N o le importaba si lo escuchaban, pues, si alguien lo interrumpía con una pregunta, no se daba por enterado o lo callaba con una grosería. Permanecía sumergido en su mundo, cada vez menos permeable a la comunicación con los demás. Lo malo eran sus furias, que lo llevaban de pronto a insultar a cualquier marinero recién desembarcado en Papeete o a tratar de descerrajar un silletazo al parroquiano que, para su mala suerte, le cruzaba la mirada. En esos casos, los gendarmes lo arrastraban al puesto policial y lo hacían dormir en un calabozo. Aunque los vecinos lo conocían, y se desentendían de sus provocaciones, no ocurría lo mismo con los marineros en tránsito, que, a veces, se liaban a golpes con él. Y, ahora, era Paul quien quedaba mal parado, con moretones en la cara y el cuerpo magullado. Tenía sólo cuarenta y nueve años pero su cuerpo estaba tan en ruinas como su espíritu.

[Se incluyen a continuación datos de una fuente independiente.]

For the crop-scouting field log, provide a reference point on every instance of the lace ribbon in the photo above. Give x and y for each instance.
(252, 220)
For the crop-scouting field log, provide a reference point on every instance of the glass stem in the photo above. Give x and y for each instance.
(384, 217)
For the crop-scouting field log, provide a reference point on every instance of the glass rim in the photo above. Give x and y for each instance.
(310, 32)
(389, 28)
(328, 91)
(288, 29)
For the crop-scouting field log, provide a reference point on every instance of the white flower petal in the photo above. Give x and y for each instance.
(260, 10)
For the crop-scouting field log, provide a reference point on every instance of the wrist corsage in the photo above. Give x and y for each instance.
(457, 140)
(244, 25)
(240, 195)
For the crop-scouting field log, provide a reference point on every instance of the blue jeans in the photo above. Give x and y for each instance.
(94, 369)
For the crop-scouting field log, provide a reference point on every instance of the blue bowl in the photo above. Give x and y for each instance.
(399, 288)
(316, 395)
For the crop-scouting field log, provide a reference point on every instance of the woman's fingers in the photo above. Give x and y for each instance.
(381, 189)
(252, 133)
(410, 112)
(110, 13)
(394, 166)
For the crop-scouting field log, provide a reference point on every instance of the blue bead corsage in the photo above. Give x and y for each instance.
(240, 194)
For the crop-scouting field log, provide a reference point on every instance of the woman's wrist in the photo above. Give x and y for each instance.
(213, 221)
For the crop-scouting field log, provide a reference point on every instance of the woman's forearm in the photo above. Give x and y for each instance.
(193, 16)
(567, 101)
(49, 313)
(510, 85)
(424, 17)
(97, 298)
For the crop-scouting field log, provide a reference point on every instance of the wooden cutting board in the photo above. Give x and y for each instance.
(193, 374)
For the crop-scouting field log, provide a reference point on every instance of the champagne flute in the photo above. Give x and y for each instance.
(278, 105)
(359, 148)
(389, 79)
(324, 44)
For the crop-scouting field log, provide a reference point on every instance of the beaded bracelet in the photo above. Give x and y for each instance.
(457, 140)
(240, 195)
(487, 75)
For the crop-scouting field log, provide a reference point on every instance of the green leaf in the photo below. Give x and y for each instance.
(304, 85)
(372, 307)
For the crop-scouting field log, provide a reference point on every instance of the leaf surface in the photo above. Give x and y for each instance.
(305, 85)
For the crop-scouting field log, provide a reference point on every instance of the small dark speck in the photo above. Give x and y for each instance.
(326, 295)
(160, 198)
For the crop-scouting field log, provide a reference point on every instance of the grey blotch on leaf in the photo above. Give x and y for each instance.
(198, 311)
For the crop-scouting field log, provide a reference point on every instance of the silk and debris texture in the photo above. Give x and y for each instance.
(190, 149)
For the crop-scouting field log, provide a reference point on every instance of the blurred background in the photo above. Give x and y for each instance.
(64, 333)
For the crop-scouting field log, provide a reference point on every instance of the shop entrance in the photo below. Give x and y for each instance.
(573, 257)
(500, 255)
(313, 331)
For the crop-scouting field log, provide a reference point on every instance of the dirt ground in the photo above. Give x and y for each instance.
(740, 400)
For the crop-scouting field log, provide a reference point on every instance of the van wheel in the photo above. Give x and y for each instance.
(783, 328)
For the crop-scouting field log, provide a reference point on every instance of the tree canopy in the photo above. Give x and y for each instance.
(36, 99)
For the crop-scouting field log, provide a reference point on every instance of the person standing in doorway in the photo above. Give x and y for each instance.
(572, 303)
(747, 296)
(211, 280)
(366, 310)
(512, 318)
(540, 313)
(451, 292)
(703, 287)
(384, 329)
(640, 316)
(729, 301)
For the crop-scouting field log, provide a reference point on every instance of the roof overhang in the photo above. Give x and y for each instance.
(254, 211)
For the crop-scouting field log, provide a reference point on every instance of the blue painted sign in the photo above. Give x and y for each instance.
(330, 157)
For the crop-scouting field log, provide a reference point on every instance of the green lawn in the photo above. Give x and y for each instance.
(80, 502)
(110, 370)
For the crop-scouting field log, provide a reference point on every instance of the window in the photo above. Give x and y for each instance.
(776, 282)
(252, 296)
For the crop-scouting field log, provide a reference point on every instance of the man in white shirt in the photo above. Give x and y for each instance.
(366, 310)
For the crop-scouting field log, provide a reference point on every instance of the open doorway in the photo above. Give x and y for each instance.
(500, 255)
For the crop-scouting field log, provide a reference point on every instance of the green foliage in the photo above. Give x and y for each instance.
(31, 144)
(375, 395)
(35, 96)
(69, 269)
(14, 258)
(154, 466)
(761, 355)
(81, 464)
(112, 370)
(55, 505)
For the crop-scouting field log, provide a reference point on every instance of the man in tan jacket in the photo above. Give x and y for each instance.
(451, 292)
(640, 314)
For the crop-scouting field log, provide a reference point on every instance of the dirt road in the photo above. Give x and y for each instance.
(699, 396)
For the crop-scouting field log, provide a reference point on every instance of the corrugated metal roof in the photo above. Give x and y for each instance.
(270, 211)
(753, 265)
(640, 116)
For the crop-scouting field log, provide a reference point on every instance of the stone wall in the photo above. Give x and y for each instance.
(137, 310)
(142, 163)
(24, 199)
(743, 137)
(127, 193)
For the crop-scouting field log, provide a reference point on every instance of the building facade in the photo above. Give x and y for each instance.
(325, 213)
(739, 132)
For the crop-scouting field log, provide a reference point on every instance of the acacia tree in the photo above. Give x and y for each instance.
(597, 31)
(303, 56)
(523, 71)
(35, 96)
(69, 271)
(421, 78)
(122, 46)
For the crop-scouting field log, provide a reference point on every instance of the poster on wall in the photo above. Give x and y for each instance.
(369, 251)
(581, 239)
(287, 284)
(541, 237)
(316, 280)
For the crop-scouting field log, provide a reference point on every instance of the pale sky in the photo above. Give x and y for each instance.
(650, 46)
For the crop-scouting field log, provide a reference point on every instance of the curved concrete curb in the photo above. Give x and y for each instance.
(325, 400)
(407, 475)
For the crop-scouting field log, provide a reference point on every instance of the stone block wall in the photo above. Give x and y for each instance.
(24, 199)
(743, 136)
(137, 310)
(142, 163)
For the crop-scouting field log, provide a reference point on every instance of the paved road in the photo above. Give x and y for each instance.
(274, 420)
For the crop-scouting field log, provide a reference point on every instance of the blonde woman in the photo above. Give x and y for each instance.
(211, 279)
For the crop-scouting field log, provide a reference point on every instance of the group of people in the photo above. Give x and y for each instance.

Otro tema obsesivo de Koke era mandarse mudar a las Marquesas. Quienes habían estado en aquellas alejadas colonias, a más de mil quinientos kilómetros la más próxima de Tahití, trataron de disuadido de la fantasiosa idea que se había hecho de esas islas, pero pronto optaron por callar, advirtiendo que no los escuchaba. Su cabeza ya no parecía capaz de discriminar entre fantasía y realidad. Decía que todo lo que curas católicos y pastores protestantes, así como colonos franceses y chinos comerciantes, habían pervertido y aniquilado en Tahití y las demás islas de este archipiélago, en las Marquesas se conservaba intacto, virgen, puro, auténtico. Que, allá, el pueblo maorí seguía siendo el de antes, el orgulloso, libre, bárbaro, pujante pueblo primitivo en comunión con la naturaleza y con sus dioses, viviendo todavía la inocencia de la desnudez, del paganismo, de la fiesta y la música, de los ritos sagrados, del arte comunicativo de los tatuajes, del sexo colectivo y ritual y el canibalismo regenerador. Él buscaba eso desde que se sacudió la costra burguesa en la que estaba atrapado desde la infancia, y llevaba un cuarto de siglo siguiendo el rastro de ese mundo paradisíaco, sin encontrado. Lo había buscado en la Bretaña tradicionalista y católica, orgullosa de su fe y sus costumbres, pero ya la habían mancillado los turistas pintores y el modernismo occidental. Tampoco lo encontró en Panamá, ni en la Martinica, ni aquí, en Tahití, donde la sustitución de la cultura primitiva por la europea ya había herido de muerte los centros vitales de aquella civilización superior, de la que apenas quedaban miserables restos. Por eso, debía partir. Apenas reuniera algo de dinero tomaría un barquito a las Marquesas. Quemaría sus ropas occidentales, su guitarra y su acordeón, sus telas y pinceles. Se internaría en los bosques hasta dar con una aldea aislada, que sería su hogar. Aprendería a adorar a esos dioses sanguinarios que atizaban los instintos, los sueños, la imaginación, los deseos humanos, que no sacrificaban jamás el cuerpo a la razón. Estudiaría el arte de los tatuajes y lograría dominar su laberíntico sistema de signos, la cifrada sabiduría que conservaba intacto su riquísimo pasado cultural. Aprendería a cazar, a danzar, a rezar en ese maorí elemental más antiguo que el tahitiano, y regeneraría su organismo comiendo carne de su prójimo. «No me pondré nunca al alcance de tus dientes, Koke», le decía Pierre Levergos, el único a quien aguantaba bromas.